The most interesting part of watching our child scream alternately shrilly and soulfully was his own reaction to his voice. A few times he felt quite satisfied for finding the power he always lost when he hit, bit, or went limp while kicking wildly. He even tried the yells again when they felt just right and sounded even better. Other times, though, his anger scared him, and somehow his primal screams scared him even more. And as soon as the yell was over he asked for a cuddle with tears in his eyes. I told him that, of course I would cuddle him. Being angry is okay, and mommy still loves you if you yell. Yelling doesn’t hurt people. It’s scary, but it doesn’t hurt. Did that yell scare you?  Yes.

It’s not uncommon for this two-and-a-half-year-old’s anger to overpower and terrify him. That’s the nature of toddlerhood. As is the inability to come out of that anger by themselves without help. Hence tantrums–things spiral out of control and they don’t know how to transition back into normalcy. And I have often tried to tell him that there are acceptable ways, including yelling, of being angry. Being furious is okay. Hitting is not okay. Biting is not okay. Throwing things is not okay. Stomping is okay, yelling is okay, cuddling is great, deep breaths are wonderful.

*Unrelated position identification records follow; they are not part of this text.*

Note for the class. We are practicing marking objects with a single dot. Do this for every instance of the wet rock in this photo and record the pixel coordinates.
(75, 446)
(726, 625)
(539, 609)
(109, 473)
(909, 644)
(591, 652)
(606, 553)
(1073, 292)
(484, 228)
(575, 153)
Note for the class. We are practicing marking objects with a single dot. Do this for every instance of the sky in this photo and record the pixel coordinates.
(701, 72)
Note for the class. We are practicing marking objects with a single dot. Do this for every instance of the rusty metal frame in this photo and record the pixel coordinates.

Is it too late to amend the approval of yelling? Was it just my way of justifying my own angry behavior to include yelling in the acceptable category? Did I completely f— that one up? Is it okay to be a family of yellers? I don’t like it when Spouse yells. I don’t like it when grandparents yell. I don’t like it when Sibling yells. Peanut doesn’t like it when I yell. So shouldn’t I be teaching a better coping mechanism for anger?

Yup. Working on it. But by the time I really get control and model “breathing away the anger” behavior, Peanut’s going to be yelling at his own kids, other drivers, his bandmates, and his staff.

Ugh, I need another parenting do-over.

War wounds

Concentrating hard on the plastic spoon she had been given, a ten-month old flailed wildly and poked KD right in the eye tonight after dinner. And I empathized aloud that one of my top ten least favorite bits of motherhood are the daily, painful injuries. Spoon to the eye, elbow to the nose, top of head to soft part under the chin, knee to the innards–these add injury to the insult of not owning any minute of your day. You can’t get mad when an infant wallops you as she flails about, but it still hurts. You can’t get mad when a toddler accidentally slams your solar plexus trying to get to a book. But it still hurts. You can’t get mad when a preschooler bashes your nose trying to climb into your lap. But it really hurts.

And I can’t help but point out to the small people whose elbows seem to have the north pole magnet to my breast’s south pole: I never got hit in any of my other jobs. (Nobody even pushed me, except out of a meeting. Metaphorically.)